Why Don’t We Video Chat More Often? - kkleiner
http://singularityhub.com/2011/05/15/why-dont-we-video-chat-more-often/
======
eftpotrm
I may be a spectacularly inconsiderate communicator, but for me the answer is
multitasking.

I can and do do a wide range of tasks while having an audio phone call with
people. At home I can do basic housework, prepare meals, wander round for all
sorts of things with the phone jammed between by head and my shoulder. It
works well. I never have had video chat facilities for work (or needed them
really) but I can think of any number of times gesticulating at colleagues for
private communications while on an audio call, which is far from easy on
video. Do you simply turn off the video briefly?
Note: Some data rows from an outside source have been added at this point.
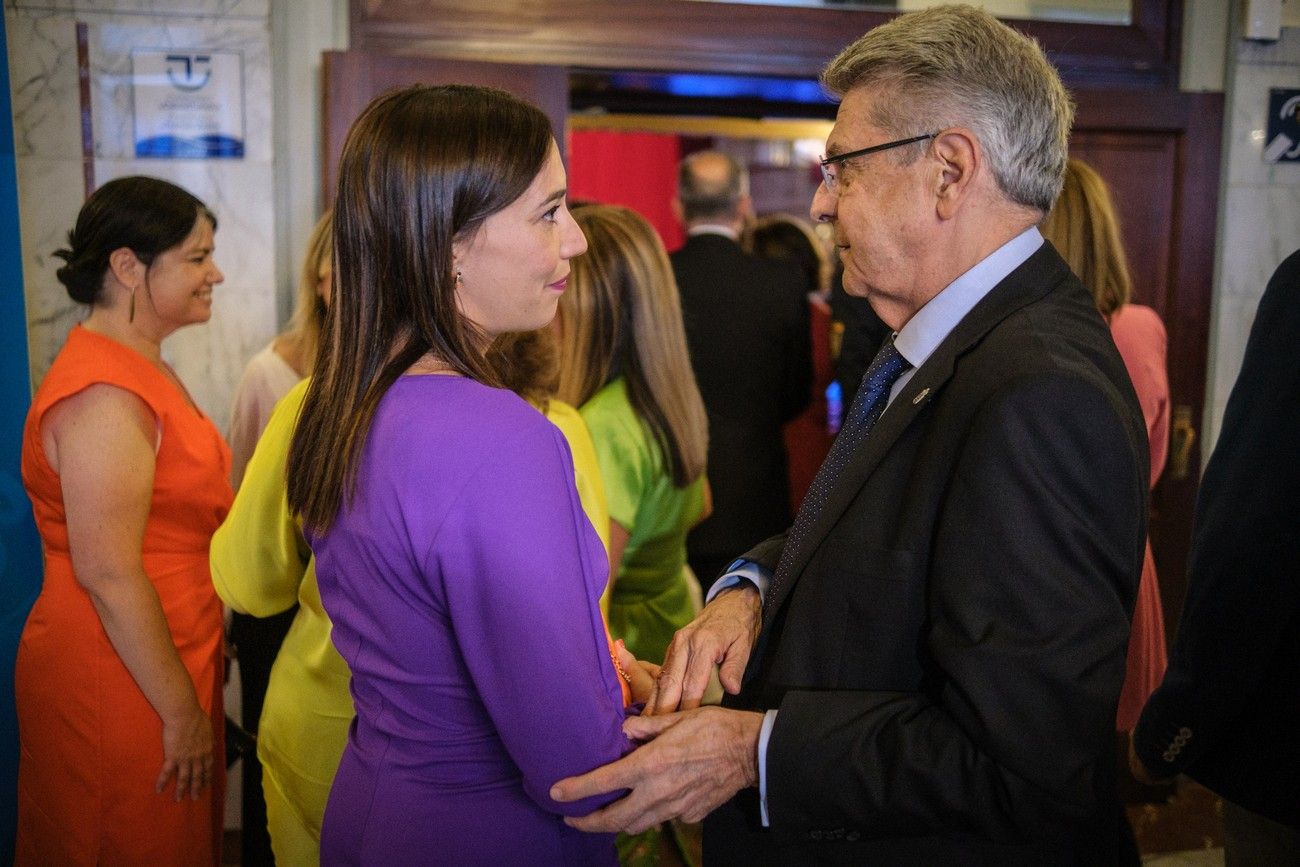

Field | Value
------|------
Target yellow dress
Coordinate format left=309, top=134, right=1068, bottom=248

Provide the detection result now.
left=211, top=380, right=610, bottom=867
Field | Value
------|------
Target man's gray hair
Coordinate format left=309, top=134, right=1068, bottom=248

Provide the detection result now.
left=822, top=5, right=1074, bottom=213
left=677, top=151, right=749, bottom=222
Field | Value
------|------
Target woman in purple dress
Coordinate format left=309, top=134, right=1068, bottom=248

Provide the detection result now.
left=287, top=86, right=649, bottom=866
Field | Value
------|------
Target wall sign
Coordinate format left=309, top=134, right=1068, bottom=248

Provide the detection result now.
left=1264, top=87, right=1300, bottom=162
left=131, top=49, right=244, bottom=160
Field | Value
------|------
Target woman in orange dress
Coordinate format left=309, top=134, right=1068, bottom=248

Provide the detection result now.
left=1043, top=159, right=1169, bottom=732
left=16, top=177, right=231, bottom=864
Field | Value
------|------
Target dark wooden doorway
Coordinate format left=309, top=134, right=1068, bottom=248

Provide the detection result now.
left=322, top=0, right=1223, bottom=647
left=1070, top=90, right=1223, bottom=638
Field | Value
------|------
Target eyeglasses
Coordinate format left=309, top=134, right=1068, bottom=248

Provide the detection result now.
left=822, top=133, right=939, bottom=192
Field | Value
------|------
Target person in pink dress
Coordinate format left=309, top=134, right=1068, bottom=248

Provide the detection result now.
left=1043, top=159, right=1169, bottom=732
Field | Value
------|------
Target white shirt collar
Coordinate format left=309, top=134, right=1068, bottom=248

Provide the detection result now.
left=894, top=226, right=1043, bottom=378
left=686, top=222, right=740, bottom=240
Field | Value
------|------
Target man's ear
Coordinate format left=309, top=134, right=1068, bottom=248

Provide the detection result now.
left=108, top=247, right=141, bottom=289
left=933, top=127, right=985, bottom=220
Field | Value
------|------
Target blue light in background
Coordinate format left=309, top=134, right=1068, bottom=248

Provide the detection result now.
left=610, top=73, right=835, bottom=105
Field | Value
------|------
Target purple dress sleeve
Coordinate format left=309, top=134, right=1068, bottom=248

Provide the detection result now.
left=424, top=424, right=632, bottom=815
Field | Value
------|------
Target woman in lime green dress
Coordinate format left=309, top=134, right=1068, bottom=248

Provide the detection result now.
left=558, top=205, right=709, bottom=663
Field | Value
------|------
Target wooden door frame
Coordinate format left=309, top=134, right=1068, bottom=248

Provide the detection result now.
left=1074, top=90, right=1223, bottom=638
left=350, top=0, right=1183, bottom=88
left=335, top=0, right=1223, bottom=634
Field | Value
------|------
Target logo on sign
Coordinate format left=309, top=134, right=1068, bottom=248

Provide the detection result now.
left=166, top=55, right=212, bottom=92
left=1264, top=87, right=1300, bottom=162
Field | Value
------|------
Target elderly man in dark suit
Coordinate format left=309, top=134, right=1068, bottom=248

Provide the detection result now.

If so, how do you explain
this to the person you're communicating with?

Give me video chat and I'm tied to the screen. I can't easily do another job
in parallel because it's on show and the other party can see that I'm not
looking at them. They can see if I look around the screen to a TV, they can
(indirectly) see if I open a second window on my computer to try a parallel
task because the light to my face from the computer screen suddenly changes.
This is quite visible most of the time.

For the times when video is a benefit it's a real benefit in my experience;
being able to see the other person's expression, be shown objects or spaces in
real time, generally use more communication methods. The bulk of the time
though its benefits in my experience are small, and come at the expense of a
significant extra burden on the communicators. Video, IMHO, will remain a
niche in this area because the costs outweigh benefits to participants.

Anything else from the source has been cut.